You want to make it as easy for someone to find and recognize your content as possible, so they don’t have to waste precious time searching for your videos.
So, now that you know why it’s important to use great thumbnails in your video content, how do you go about getting them?
How To Get Thumbnails Added To Your Videos
Not everyone has a professional video editor on their staff who can craft thumbnails to go along with each video. You may not have a graphic designer either. Hiring in-house is often costly and finding the right person for the job takes time and potential training. If you’re in search of a freelancer, the results can vary and there’s no way to know if they have the right tools for the job. Worse, if you don’t have a large budget, do it yourself, or settle for a lower price tag, you will likely be sacrificing quality.
Creating your own video thumbnails can also take a lot of time if you aren’t familiar with graphic design and the accompanying software. If you do want to use clips from the video to enhance the thumbnail, do you have the right programs to do it? Additionally, if you’ll need more editing services for your videos, such as trimming or adding background music, a professional will likely have the right programs and necessary skills to ensure the quality of your video is the best it can be.
When you need high-quality video editing, including adding thumbnails and general editing, as well as graphic design, copywriting, and more, an all-in-one creative services subscription can provide the help you need to create an engaging video with a matching thumbnail for a flat monthly rate.
The most beneficial of these types of comprehensive subscriptions is the no-contract, monthly option you can get with Flocksy.

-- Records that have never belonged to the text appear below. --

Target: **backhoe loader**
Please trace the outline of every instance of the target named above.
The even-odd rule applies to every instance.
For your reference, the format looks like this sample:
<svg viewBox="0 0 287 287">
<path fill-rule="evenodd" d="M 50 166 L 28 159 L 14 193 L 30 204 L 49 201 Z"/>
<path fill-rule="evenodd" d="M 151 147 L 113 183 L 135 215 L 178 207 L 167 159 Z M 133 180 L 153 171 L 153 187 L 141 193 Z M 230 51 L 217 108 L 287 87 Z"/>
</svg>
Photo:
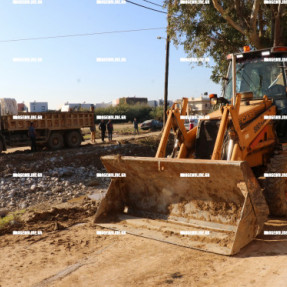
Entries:
<svg viewBox="0 0 287 287">
<path fill-rule="evenodd" d="M 184 98 L 167 112 L 155 157 L 102 157 L 109 173 L 126 177 L 112 178 L 96 224 L 233 255 L 268 215 L 287 215 L 287 47 L 247 46 L 227 59 L 223 95 L 210 95 L 219 108 L 198 126 L 186 130 Z"/>
</svg>

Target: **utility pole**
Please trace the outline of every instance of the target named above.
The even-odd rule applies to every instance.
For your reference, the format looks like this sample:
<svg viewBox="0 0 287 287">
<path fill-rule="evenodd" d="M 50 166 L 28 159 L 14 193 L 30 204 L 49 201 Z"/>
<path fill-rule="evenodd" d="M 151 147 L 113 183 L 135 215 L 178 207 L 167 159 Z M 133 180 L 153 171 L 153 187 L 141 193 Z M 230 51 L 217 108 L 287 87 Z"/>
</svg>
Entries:
<svg viewBox="0 0 287 287">
<path fill-rule="evenodd" d="M 170 36 L 169 36 L 169 26 L 170 26 L 170 5 L 171 0 L 168 3 L 168 11 L 167 11 L 167 35 L 166 35 L 166 53 L 165 53 L 165 77 L 164 77 L 164 109 L 163 109 L 163 125 L 165 125 L 167 120 L 167 100 L 168 100 L 168 68 L 169 68 L 169 44 L 170 44 Z"/>
</svg>

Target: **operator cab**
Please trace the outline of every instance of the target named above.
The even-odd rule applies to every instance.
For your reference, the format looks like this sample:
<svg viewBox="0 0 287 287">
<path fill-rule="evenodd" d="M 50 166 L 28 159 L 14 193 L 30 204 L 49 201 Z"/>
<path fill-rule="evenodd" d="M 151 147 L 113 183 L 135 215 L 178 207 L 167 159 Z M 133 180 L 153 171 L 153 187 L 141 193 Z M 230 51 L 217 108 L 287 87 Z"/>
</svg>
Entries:
<svg viewBox="0 0 287 287">
<path fill-rule="evenodd" d="M 249 48 L 249 47 L 248 47 Z M 236 92 L 252 92 L 253 99 L 264 95 L 274 100 L 277 114 L 287 115 L 287 47 L 273 47 L 235 54 Z M 232 55 L 227 56 L 228 60 Z M 223 97 L 232 99 L 232 63 L 229 64 Z M 279 137 L 287 137 L 287 122 L 280 120 L 277 125 Z"/>
</svg>

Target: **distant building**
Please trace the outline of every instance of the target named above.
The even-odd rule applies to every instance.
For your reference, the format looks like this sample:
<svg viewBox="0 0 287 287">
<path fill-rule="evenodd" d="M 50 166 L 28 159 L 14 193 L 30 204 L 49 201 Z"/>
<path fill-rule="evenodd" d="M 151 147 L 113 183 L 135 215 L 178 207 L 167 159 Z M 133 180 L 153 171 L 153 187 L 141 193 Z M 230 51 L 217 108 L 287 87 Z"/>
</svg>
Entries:
<svg viewBox="0 0 287 287">
<path fill-rule="evenodd" d="M 152 108 L 155 108 L 158 106 L 158 103 L 155 100 L 154 101 L 148 101 L 147 104 Z"/>
<path fill-rule="evenodd" d="M 142 104 L 142 105 L 147 105 L 147 98 L 136 98 L 136 97 L 123 97 L 123 98 L 118 98 L 112 101 L 113 106 L 117 105 L 122 105 L 122 104 L 127 104 L 127 105 L 136 105 L 136 104 Z"/>
<path fill-rule="evenodd" d="M 175 101 L 177 108 L 181 108 L 182 99 Z M 206 96 L 188 99 L 188 115 L 206 115 L 211 109 L 210 99 Z"/>
<path fill-rule="evenodd" d="M 199 98 L 188 99 L 189 114 L 206 115 L 211 109 L 210 100 L 208 97 L 201 96 Z"/>
<path fill-rule="evenodd" d="M 65 103 L 61 107 L 61 112 L 69 112 L 69 111 L 89 111 L 91 108 L 91 105 L 89 103 Z M 95 105 L 94 105 L 95 106 Z"/>
<path fill-rule="evenodd" d="M 29 104 L 31 113 L 39 113 L 48 111 L 48 102 L 31 102 Z"/>
<path fill-rule="evenodd" d="M 17 104 L 18 112 L 27 112 L 28 108 L 24 103 Z"/>
<path fill-rule="evenodd" d="M 95 109 L 106 108 L 106 107 L 110 107 L 110 106 L 112 106 L 112 105 L 113 105 L 112 102 L 108 102 L 108 103 L 98 103 L 98 104 L 95 104 Z"/>
<path fill-rule="evenodd" d="M 120 104 L 120 99 L 115 99 L 112 101 L 112 106 L 118 106 Z"/>
<path fill-rule="evenodd" d="M 167 106 L 168 106 L 168 107 L 171 107 L 172 104 L 173 104 L 173 101 L 169 101 L 169 100 L 167 101 Z M 153 108 L 159 107 L 159 106 L 163 106 L 163 105 L 164 105 L 164 100 L 160 99 L 160 100 L 148 101 L 148 105 L 149 105 L 150 107 L 153 107 Z"/>
</svg>

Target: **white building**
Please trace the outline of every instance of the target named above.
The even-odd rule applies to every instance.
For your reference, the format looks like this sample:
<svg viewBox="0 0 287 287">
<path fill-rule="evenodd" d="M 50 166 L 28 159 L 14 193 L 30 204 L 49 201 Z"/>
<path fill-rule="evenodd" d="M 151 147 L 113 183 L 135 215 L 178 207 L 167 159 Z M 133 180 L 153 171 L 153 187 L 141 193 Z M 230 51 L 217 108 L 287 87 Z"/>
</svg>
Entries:
<svg viewBox="0 0 287 287">
<path fill-rule="evenodd" d="M 62 107 L 61 107 L 61 112 L 69 112 L 69 111 L 89 111 L 91 108 L 91 105 L 94 104 L 87 104 L 87 103 L 65 103 Z M 94 105 L 95 106 L 95 105 Z"/>
<path fill-rule="evenodd" d="M 189 114 L 205 115 L 211 109 L 209 97 L 201 96 L 199 98 L 188 99 Z"/>
<path fill-rule="evenodd" d="M 29 112 L 39 113 L 48 111 L 48 102 L 31 102 L 29 103 Z"/>
<path fill-rule="evenodd" d="M 109 103 L 98 103 L 98 104 L 95 104 L 95 109 L 106 108 L 106 107 L 109 107 L 109 106 L 112 106 L 112 105 L 113 105 L 112 102 L 109 102 Z"/>
</svg>

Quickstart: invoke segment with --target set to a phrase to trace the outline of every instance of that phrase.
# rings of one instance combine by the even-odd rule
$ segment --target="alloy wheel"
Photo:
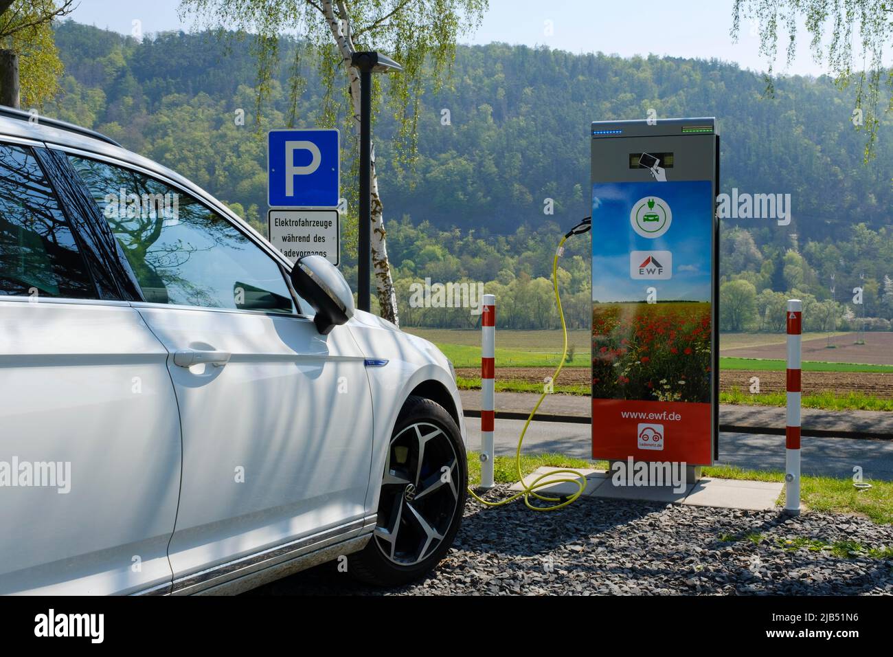
[[[413,566],[437,550],[459,503],[458,464],[452,441],[432,423],[414,423],[394,436],[375,527],[385,557]]]

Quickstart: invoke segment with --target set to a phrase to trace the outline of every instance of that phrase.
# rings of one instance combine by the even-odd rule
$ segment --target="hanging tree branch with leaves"
[[[827,56],[828,68],[840,88],[856,83],[853,123],[868,131],[865,161],[874,153],[879,125],[878,113],[884,78],[893,90],[893,69],[884,74],[885,51],[893,43],[893,0],[735,0],[731,36],[737,40],[741,18],[756,22],[760,53],[768,63],[767,88],[773,91],[772,69],[778,55],[779,27],[788,32],[787,63],[796,55],[797,21],[803,19],[810,35],[810,49],[817,61]],[[822,38],[830,23],[830,41]],[[853,72],[853,42],[858,32],[858,55],[862,65]],[[893,110],[893,93],[887,111]]]

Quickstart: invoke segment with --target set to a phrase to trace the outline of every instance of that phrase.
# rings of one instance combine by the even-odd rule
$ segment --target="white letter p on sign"
[[[304,166],[295,166],[295,151],[309,150],[313,159],[309,164]],[[295,176],[308,175],[320,168],[320,161],[322,159],[320,149],[312,141],[287,141],[285,142],[285,193],[286,196],[295,196]]]

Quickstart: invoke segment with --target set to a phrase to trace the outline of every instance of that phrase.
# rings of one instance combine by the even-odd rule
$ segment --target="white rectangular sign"
[[[270,210],[270,243],[292,263],[317,255],[335,266],[341,259],[341,232],[338,210]]]

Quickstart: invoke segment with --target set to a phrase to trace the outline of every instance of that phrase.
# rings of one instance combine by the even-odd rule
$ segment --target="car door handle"
[[[173,364],[180,367],[191,367],[200,363],[211,363],[216,367],[222,367],[230,362],[229,351],[201,351],[194,349],[184,349],[174,352]]]

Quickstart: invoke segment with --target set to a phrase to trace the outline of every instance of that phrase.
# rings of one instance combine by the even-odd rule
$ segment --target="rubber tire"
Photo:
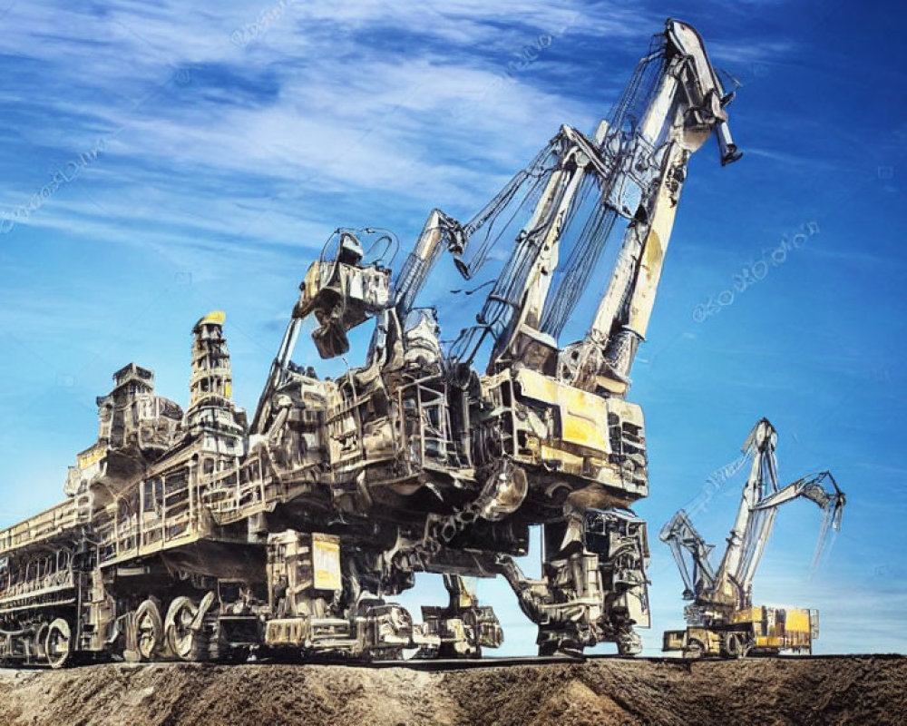
[[[66,647],[63,652],[54,657],[52,653],[55,652],[57,649],[52,648],[51,643],[57,635],[62,635],[65,639]],[[47,637],[44,639],[44,653],[51,668],[63,668],[69,661],[70,655],[73,654],[73,633],[69,623],[63,618],[57,618],[48,626]]]

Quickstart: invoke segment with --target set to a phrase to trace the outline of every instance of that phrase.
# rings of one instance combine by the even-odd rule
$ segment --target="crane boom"
[[[713,547],[693,527],[684,510],[662,528],[659,537],[674,554],[684,581],[684,598],[694,601],[688,610],[692,621],[725,620],[733,611],[752,605],[752,585],[778,509],[795,499],[808,499],[822,509],[823,525],[816,556],[829,529],[841,525],[845,497],[830,472],[803,476],[778,486],[775,450],[777,432],[766,418],[760,419],[744,442],[743,451],[752,457],[734,525],[727,537],[719,565],[712,569],[708,555]],[[832,489],[823,487],[825,480]],[[691,559],[688,564],[685,555]]]

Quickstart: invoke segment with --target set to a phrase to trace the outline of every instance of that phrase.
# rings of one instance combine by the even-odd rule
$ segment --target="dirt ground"
[[[907,657],[607,659],[446,672],[327,665],[0,670],[0,723],[902,724]]]

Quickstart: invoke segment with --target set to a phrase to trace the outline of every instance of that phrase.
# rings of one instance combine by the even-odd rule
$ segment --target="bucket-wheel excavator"
[[[717,569],[709,562],[713,546],[706,544],[684,510],[662,528],[659,537],[671,548],[683,578],[683,597],[691,601],[684,609],[687,629],[666,632],[663,650],[682,651],[688,658],[741,658],[782,650],[812,652],[819,634],[817,611],[754,606],[753,578],[783,505],[803,498],[822,510],[814,564],[830,532],[840,527],[845,497],[827,471],[779,488],[776,444],[777,433],[765,418],[744,442],[742,450],[752,464]],[[824,486],[824,482],[831,486]]]
[[[149,369],[120,370],[70,498],[0,532],[0,658],[475,656],[502,633],[463,577],[498,575],[541,652],[639,652],[649,545],[630,506],[649,475],[629,374],[691,154],[714,135],[723,164],[740,156],[731,96],[698,34],[669,20],[591,136],[562,126],[464,224],[433,211],[396,274],[393,234],[337,230],[250,422],[222,313],[193,329],[185,412]],[[430,277],[449,286],[445,253],[473,288],[446,300],[448,322],[479,309],[450,343],[417,304]],[[294,362],[312,318],[322,358],[372,322],[364,364],[327,378]],[[533,525],[539,578],[516,561]],[[416,624],[391,598],[421,572],[450,602]]]

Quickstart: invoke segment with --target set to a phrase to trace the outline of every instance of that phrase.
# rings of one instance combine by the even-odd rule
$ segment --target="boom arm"
[[[654,151],[658,169],[624,236],[610,282],[583,340],[561,357],[559,373],[589,390],[624,395],[639,341],[645,339],[665,253],[687,176],[687,162],[714,131],[722,165],[742,155],[731,139],[724,106],[730,100],[698,33],[668,20],[666,71],[639,125],[637,143]],[[605,125],[605,124],[603,124]],[[619,127],[600,129],[607,147]]]
[[[708,554],[714,547],[706,544],[683,509],[661,528],[658,538],[671,548],[683,578],[684,600],[693,600],[704,587],[714,585],[715,571],[708,562]],[[688,563],[685,554],[692,562]]]

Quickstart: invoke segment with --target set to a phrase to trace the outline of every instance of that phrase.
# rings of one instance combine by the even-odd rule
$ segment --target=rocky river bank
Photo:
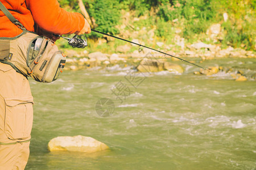
[[[119,46],[118,49],[129,46],[127,45],[124,46]],[[189,50],[181,50],[178,53],[173,51],[168,51],[166,53],[184,58],[192,63],[196,63],[192,58],[197,58],[196,64],[199,65],[205,61],[218,58],[251,59],[256,57],[255,53],[252,51],[234,49],[231,46],[225,49],[221,49],[218,46],[202,42],[192,44],[189,48]],[[120,52],[112,54],[104,54],[100,52],[88,53],[86,50],[78,52],[70,49],[66,50],[65,53],[67,56],[65,70],[77,70],[93,67],[104,69],[118,64],[123,67],[130,66],[131,68],[141,72],[159,72],[166,70],[176,74],[183,74],[185,71],[184,68],[179,62],[177,63],[176,62],[179,61],[179,59],[145,48],[141,52],[135,50],[131,53]],[[251,73],[250,75],[246,75],[242,69],[236,69],[225,66],[214,65],[208,66],[206,69],[208,70],[201,69],[200,71],[193,71],[193,73],[196,75],[211,76],[218,73],[225,73],[229,74],[230,76],[236,81],[255,80],[256,79],[255,70],[252,70],[254,73]]]

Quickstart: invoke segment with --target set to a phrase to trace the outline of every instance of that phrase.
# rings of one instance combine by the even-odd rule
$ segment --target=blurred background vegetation
[[[255,0],[82,1],[95,20],[96,29],[129,40],[138,39],[147,45],[154,46],[157,41],[174,44],[178,36],[186,44],[200,41],[221,48],[231,46],[255,50]],[[81,12],[76,0],[59,2],[68,11]],[[226,21],[224,13],[228,16]],[[207,33],[215,23],[220,24],[221,28],[221,37],[217,41],[209,39]],[[151,36],[148,36],[150,32]],[[124,44],[93,32],[89,36],[89,42],[97,48],[104,48],[105,45],[106,50],[111,49],[99,42],[99,39],[105,39],[108,45],[113,48]]]

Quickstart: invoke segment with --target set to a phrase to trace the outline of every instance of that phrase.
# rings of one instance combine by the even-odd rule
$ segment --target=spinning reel
[[[75,35],[72,39],[59,35],[68,41],[68,44],[73,48],[84,48],[88,46],[86,37],[84,35]],[[84,39],[83,39],[84,37]]]

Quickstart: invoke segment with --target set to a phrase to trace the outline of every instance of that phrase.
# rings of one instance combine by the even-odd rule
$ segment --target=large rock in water
[[[163,62],[156,60],[144,58],[137,67],[141,72],[158,72],[163,70]]]
[[[108,57],[103,54],[101,52],[94,52],[89,54],[88,57],[90,59],[96,59],[97,61],[105,61],[105,60],[108,60],[109,58]]]
[[[172,63],[167,61],[158,60],[148,60],[144,58],[137,67],[141,72],[158,72],[168,70],[176,73],[183,73],[184,69],[179,65]]]
[[[184,69],[181,66],[168,62],[165,62],[164,63],[164,69],[169,71],[175,72],[176,73],[184,73]]]
[[[105,144],[93,138],[77,135],[75,137],[58,137],[48,143],[50,151],[68,151],[93,153],[109,148]]]

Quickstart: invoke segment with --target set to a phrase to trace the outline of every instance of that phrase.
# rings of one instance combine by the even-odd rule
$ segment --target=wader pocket
[[[11,140],[30,137],[33,121],[33,97],[5,98],[5,133]]]

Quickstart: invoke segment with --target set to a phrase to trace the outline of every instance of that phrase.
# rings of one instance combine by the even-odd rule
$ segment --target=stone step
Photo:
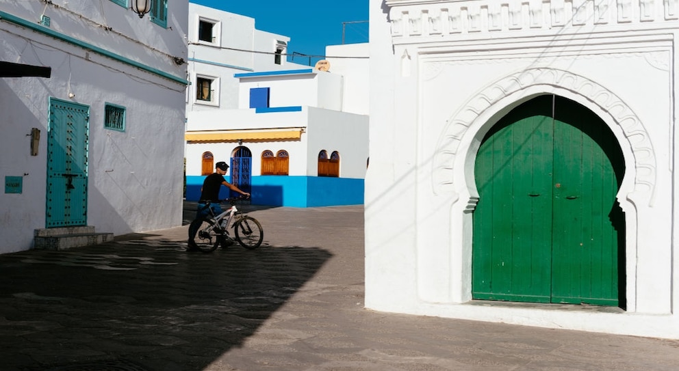
[[[82,225],[36,230],[33,248],[42,250],[66,250],[91,246],[113,241],[113,234],[95,232],[94,227]]]

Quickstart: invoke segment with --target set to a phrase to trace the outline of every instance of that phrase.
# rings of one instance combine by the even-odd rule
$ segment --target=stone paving
[[[0,256],[0,370],[679,370],[679,341],[366,310],[361,206],[251,210],[253,251],[184,225]]]

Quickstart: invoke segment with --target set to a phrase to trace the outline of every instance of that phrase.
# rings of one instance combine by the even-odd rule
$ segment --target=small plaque
[[[23,188],[23,177],[22,176],[5,176],[5,193],[21,193]]]

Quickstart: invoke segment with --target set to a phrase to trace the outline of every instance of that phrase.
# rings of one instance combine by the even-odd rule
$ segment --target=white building
[[[193,3],[190,14],[187,200],[224,161],[253,204],[362,204],[367,59],[329,58],[342,74],[320,71],[286,61],[290,38],[255,29],[253,18]],[[328,49],[367,58],[367,44],[346,46]]]
[[[679,338],[679,1],[370,3],[366,307]]]
[[[0,78],[0,252],[181,225],[188,0],[151,3],[0,2],[0,61],[23,71]]]

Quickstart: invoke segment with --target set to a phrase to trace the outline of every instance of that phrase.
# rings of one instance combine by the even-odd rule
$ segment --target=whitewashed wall
[[[380,88],[370,95],[366,307],[679,338],[678,3],[386,3],[370,6],[370,85]],[[624,313],[468,303],[476,150],[493,124],[541,94],[595,112],[622,148]]]
[[[287,72],[284,74],[262,71],[240,77],[239,107],[250,107],[251,89],[269,87],[269,106],[271,107],[311,106],[341,111],[341,75],[311,68],[299,71],[301,72]]]
[[[116,234],[174,227],[181,221],[181,163],[188,3],[168,1],[168,26],[152,23],[109,1],[46,4],[1,2],[0,12],[37,23],[106,53],[152,68],[142,70],[84,49],[0,22],[0,59],[51,67],[49,79],[0,79],[0,178],[23,177],[21,194],[0,193],[0,252],[29,249],[45,227],[49,98],[90,107],[88,219]],[[165,74],[168,78],[159,76]],[[69,94],[73,94],[69,96]],[[127,130],[103,128],[104,102],[127,109]],[[27,134],[41,131],[38,155]],[[180,149],[177,151],[177,149]],[[158,164],[162,164],[159,166]],[[158,212],[162,205],[163,212]]]
[[[214,23],[218,38],[211,44],[198,40],[198,21],[201,18]],[[212,8],[189,4],[189,79],[196,81],[196,75],[219,79],[219,98],[212,102],[196,100],[196,84],[187,92],[187,111],[233,109],[238,107],[237,73],[253,71],[279,70],[307,68],[288,63],[285,56],[281,64],[274,63],[277,42],[290,42],[290,38],[258,30],[255,20]],[[218,29],[219,32],[216,30]]]
[[[362,179],[368,159],[368,118],[344,112],[304,107],[300,112],[255,113],[253,109],[225,110],[219,112],[196,112],[192,115],[190,130],[220,130],[225,123],[238,123],[238,128],[266,129],[272,127],[303,128],[298,141],[243,141],[242,146],[253,154],[252,174],[261,174],[259,161],[261,152],[276,153],[285,150],[290,156],[290,175],[316,176],[318,153],[321,150],[340,152],[340,176]],[[223,130],[223,129],[222,129]],[[187,175],[201,175],[201,159],[206,151],[212,152],[215,162],[228,162],[236,142],[190,143],[187,146]]]
[[[368,116],[309,107],[309,164],[306,175],[318,175],[318,154],[340,154],[340,178],[363,179],[368,161]]]
[[[359,115],[368,115],[370,112],[368,46],[369,44],[366,42],[329,45],[325,48],[330,72],[343,78],[342,110],[344,112]]]

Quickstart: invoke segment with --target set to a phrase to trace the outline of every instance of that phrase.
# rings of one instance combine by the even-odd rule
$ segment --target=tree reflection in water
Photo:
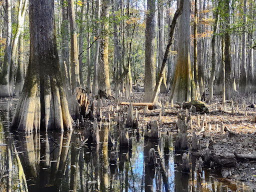
[[[118,128],[108,124],[99,124],[98,144],[80,146],[83,130],[62,134],[10,134],[8,128],[15,108],[11,102],[10,100],[0,99],[0,141],[4,144],[0,146],[0,174],[0,174],[1,192],[250,191],[242,182],[221,182],[218,173],[212,170],[204,170],[200,178],[198,160],[189,152],[190,174],[181,172],[182,154],[174,155],[172,137],[174,135],[172,134],[169,151],[164,151],[162,140],[136,138],[132,130],[129,137],[132,138],[132,148],[120,148]],[[90,124],[86,128],[92,128]],[[114,146],[108,145],[110,134],[114,136]],[[164,134],[162,138],[165,138]],[[164,184],[160,167],[148,164],[148,151],[154,148],[158,157],[158,148],[167,178]],[[116,155],[116,164],[110,164],[111,152]]]

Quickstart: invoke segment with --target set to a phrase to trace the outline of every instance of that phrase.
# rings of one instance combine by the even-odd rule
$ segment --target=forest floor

Getting The Perfect Thumbnails For Your Video At Flocksy
With Flocksy video creation and editing services, you can enhance your video project with the perfect thumbnail, and starting a project is easy. You can get going right from the intuitive dashboard, and you’ll get great results quickly.
So, how do you kick off your video thumbnail project?
All you need to do is visit the project request page by choosing the “Create new project” selection on the main Flocksy dashboard. When that opens, find the option for a video project, and from there, you’ll want to click on the one that says “add a thumbnail” to determine the subcategory.
There are also many other categories to choose from when you want someone to work on more edits, including adding openings, transitions, and creating subtitles. Now, in the main brief text box, you’ll want to describe what you need the editor to do and the type of thumbnail you’re going for. Remember what we talked about and consider which things are the most important to feature in your thumbnail, like a shot of the speaker or character and the title. You can even include reference links to thumbnail styles that you enjoy.
Another good idea is to offer the video editors a description of what your goal is for the video, what you’ll be using it for, and what your brand is all about. It’s possible your video editor can provide even more useful guidance to ensure your content captures your audience’s attention and fills its purpose for your company or brand.
Soon, you’ll have a professional video with an eye-catching thumbnail that’s been edited by someone with the skills to help you achieve the highest quality and most effective video content.